Divide the number $72$ in the AP of four parts.

Explanation:

• Let the four terms in the A.P be $a_1,\ a_2,\ a_3,\ and\ a_4$.
• Now we have, $a_1+a_2+a_3+a_4=72$  
• From the formula of the sum an A.P we get, $\frac{4}{2} (2a_1+3d)=72\\->2a_1+3d=36\ \ \ \ \ \ \ \ \ \ \ ----(a)$  
• Now it is required that the ratio of the products of first-third terms and second-fourth terms is $5:8$.
• Hence we get,          
• $\frac{a_1a_3}{a_2a_4}=\frac{5}{8}\\ ->8a_1(a_1+2d)=5(a_1+d)(a_1+3d)\\ ->8a_1^2+16a_1d=5a_1^2+20a_1d+15d^2\\->3a_1^2-4a_1d-15d^2=0\\->(3a_1+5d)(3d-a_1)=0 \\->a_1=\frac{-5d}{3} ,\ \ a_1=3d$      ----(b)  
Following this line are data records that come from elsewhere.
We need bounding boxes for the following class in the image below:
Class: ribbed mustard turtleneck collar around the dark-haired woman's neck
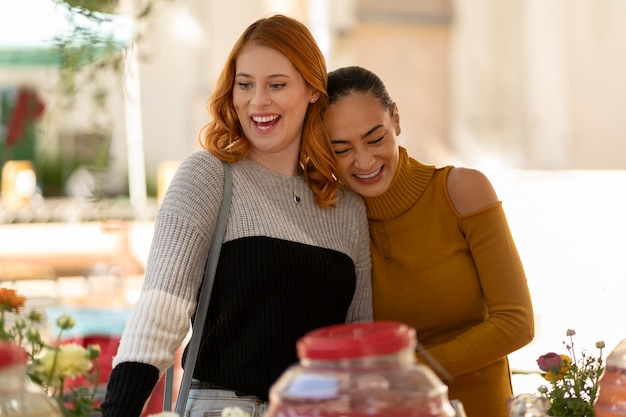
[364,146,435,221]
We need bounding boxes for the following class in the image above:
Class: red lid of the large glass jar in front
[296,321,417,360]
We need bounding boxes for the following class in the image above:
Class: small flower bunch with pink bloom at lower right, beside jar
[537,329,605,417]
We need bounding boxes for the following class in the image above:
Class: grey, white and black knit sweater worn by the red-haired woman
[102,151,372,417]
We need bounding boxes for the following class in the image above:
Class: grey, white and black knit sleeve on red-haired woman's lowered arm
[102,151,224,417]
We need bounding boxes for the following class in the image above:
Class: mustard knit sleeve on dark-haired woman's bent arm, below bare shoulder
[419,203,534,377]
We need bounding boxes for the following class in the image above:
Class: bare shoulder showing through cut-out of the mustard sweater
[447,167,498,214]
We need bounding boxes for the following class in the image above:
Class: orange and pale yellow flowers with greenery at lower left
[0,288,100,417]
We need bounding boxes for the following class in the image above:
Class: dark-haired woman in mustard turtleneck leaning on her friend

• From (a) and (b) we get two possible AP,
• $a_1=3d,\ \ \ \ \ \ \ \ \ \ \ \ \ \ \ \ \ \ \ \ \ \ \ \ \ \ \ \ \ \ \ \ a_1=\frac{-5d}{3} \\-> 9d=36\ \ \ \ \ \ \ \ \ \ \ \ \ \ \ \ \ \ \ \ \ \ \ \ \ \ \ ->-10d+6d=72\\->d=4\ \ \ \ \ \ \ \ \ \ \ \ \ \ \ \ \ \ \ \ \ \ \ \ \ \ \ \ \ \ ->d=18\\AP_1-> 12, 16, 20, 24\ \ \ \ \ \ \ \ \ \ \ \ \ \ \ \ AP_2-> -30, -12, 6, 24$    
• Assuming the required parts are to be of positive numbers the four parts are $12,16,20,24$.